Because the building was added to Sacramento’s historic register in 1982, windows facing the street can only be replaced with authentic replicas, which is one of the expensive projects that finally wore Siddiqui down. Rodriguez sites this as evidence that the city’s policy unfairly drives up costs for the owner, making a quick renovation impossible.

“The owner should be able to decide how pretty to make the building,” said Rodriguez. “On the sly, they’re trying to implement gentrification.”

“I think the city will never publicly say they have problems with hip-hop,” said Pinkston, who admitted that Joe’s Style Shop did have legitimate health and safety issues. “But they do have a problem with it. They associate it with some kind of street gang.”

According to Siddiqui, the city never claimed to have issues with hip-hop, but an extensive renovation clearly would drive up rents, likely pricing out artists and musicians. The city provides matching funds for the rehabilitation of historic structures but will invest only in certain projects. Even if Siddiqui had accepted up to $75,000 in matching funds, he would have had to raise $75,000 of his own. And those funds might not have been enough. Pino estimated that full renovation could cost as much as $180,000.

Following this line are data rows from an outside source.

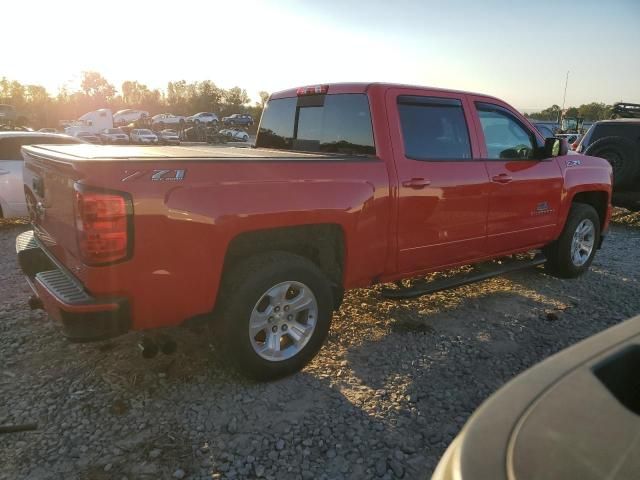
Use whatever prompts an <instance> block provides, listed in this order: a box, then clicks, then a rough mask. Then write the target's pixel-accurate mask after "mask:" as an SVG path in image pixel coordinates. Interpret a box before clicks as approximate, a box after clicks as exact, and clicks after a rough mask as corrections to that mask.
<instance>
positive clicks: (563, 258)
mask: <svg viewBox="0 0 640 480" xmlns="http://www.w3.org/2000/svg"><path fill="white" fill-rule="evenodd" d="M599 243H600V217H598V213H597V212H596V210H595V209H594V208H593V207H592V206H591V205H586V204H584V203H574V204H573V205H572V206H571V210H570V211H569V217H568V218H567V223H566V224H565V226H564V230H563V231H562V234H561V235H560V237H559V238H558V239H557V240H556V241H555V242H553V243H551V244H550V245H547V246H546V247H545V248H544V249H543V251H544V253H545V255H546V256H547V263H546V264H545V269H546V270H547V272H549V273H550V274H552V275H554V276H557V277H560V278H575V277H578V276H580V275H582V274H583V273H584V272H586V271H587V270H588V269H589V266H590V265H591V262H592V261H593V257H594V256H595V254H596V250H597V248H598V244H599Z"/></svg>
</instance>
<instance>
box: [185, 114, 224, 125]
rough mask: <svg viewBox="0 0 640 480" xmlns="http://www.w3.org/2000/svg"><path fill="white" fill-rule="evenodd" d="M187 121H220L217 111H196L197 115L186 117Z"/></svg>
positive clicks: (187, 121) (197, 123)
mask: <svg viewBox="0 0 640 480" xmlns="http://www.w3.org/2000/svg"><path fill="white" fill-rule="evenodd" d="M186 120H187V122H191V123H196V124H198V123H209V124H215V123H218V116H217V115H216V114H215V113H211V112H200V113H196V114H195V115H191V116H190V117H187V118H186Z"/></svg>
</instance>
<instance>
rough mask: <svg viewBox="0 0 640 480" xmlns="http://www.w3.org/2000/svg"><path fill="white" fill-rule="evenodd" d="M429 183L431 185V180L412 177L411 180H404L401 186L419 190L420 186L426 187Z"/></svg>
mask: <svg viewBox="0 0 640 480" xmlns="http://www.w3.org/2000/svg"><path fill="white" fill-rule="evenodd" d="M429 185H431V180H427V179H424V178H412V179H411V180H405V181H404V182H402V186H403V187H407V188H413V189H415V190H420V189H421V188H424V187H428V186H429Z"/></svg>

“None of it’s inexpensive,” said Wendy Saunders, manager of the city’s downtown-development division. “That’s why you see so many of the historic buildings downtown without innovative uses. … It’s really difficult to pay for the property and then bring someone in to do an expensive renovation.”

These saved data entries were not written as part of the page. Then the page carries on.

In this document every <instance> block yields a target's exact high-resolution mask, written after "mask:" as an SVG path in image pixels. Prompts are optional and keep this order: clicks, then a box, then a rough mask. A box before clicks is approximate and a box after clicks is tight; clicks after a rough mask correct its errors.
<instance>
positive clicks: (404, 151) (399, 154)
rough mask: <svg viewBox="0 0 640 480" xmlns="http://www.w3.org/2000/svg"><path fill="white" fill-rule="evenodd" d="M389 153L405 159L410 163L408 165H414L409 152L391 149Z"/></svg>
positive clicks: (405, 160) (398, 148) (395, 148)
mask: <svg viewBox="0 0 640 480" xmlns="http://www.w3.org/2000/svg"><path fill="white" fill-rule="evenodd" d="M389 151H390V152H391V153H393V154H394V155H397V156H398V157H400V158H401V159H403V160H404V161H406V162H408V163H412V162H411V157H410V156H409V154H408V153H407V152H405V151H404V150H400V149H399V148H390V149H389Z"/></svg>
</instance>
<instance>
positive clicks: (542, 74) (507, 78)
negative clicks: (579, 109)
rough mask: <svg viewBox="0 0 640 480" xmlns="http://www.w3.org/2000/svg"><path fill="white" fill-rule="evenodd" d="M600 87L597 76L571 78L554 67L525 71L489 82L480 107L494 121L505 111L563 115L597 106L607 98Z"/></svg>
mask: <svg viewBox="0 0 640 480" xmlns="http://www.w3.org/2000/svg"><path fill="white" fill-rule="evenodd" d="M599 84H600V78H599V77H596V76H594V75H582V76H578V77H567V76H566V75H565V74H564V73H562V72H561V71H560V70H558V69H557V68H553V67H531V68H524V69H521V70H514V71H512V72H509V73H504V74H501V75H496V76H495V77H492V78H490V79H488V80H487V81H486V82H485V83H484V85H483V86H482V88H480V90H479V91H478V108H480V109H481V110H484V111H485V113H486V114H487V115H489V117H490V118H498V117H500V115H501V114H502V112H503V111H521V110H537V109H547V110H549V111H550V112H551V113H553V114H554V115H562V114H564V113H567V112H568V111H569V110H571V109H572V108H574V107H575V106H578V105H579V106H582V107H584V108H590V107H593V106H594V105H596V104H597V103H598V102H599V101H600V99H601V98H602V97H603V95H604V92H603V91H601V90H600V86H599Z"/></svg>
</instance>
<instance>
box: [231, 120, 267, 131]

In spite of the challenges, said Saunders, most of Sacramento’s older buildings will find new users eventually. A recent example, she said, is the old Daugherty building at the corner of 16th and J streets. What was once an auto dealership now houses lofts and two restaurants, P.F. Chang’s China Bistro and Mikuni.

Since the closure of Joe’s Style Shop, the young artists who thought they’d finally found a home have been hopping from venue to venue. Mike Rodriguez, another Joe’s Style Shop organizer, said that he and his friends are “getting more guerrilla” about their work.

“The city hasn’t come to grips with the need for venues for diverse youth,” said Pinkston, who claimed that Joe’s Style Shop had been the only space downtown for “politically conscious youth” who don’t use drugs or alcohol.

“Alcohol comes first wherever hip-hop is played," said Rodriguez, who’s mourning the dissolution of Joe’s Style Shop a year later. "For us, culture came first."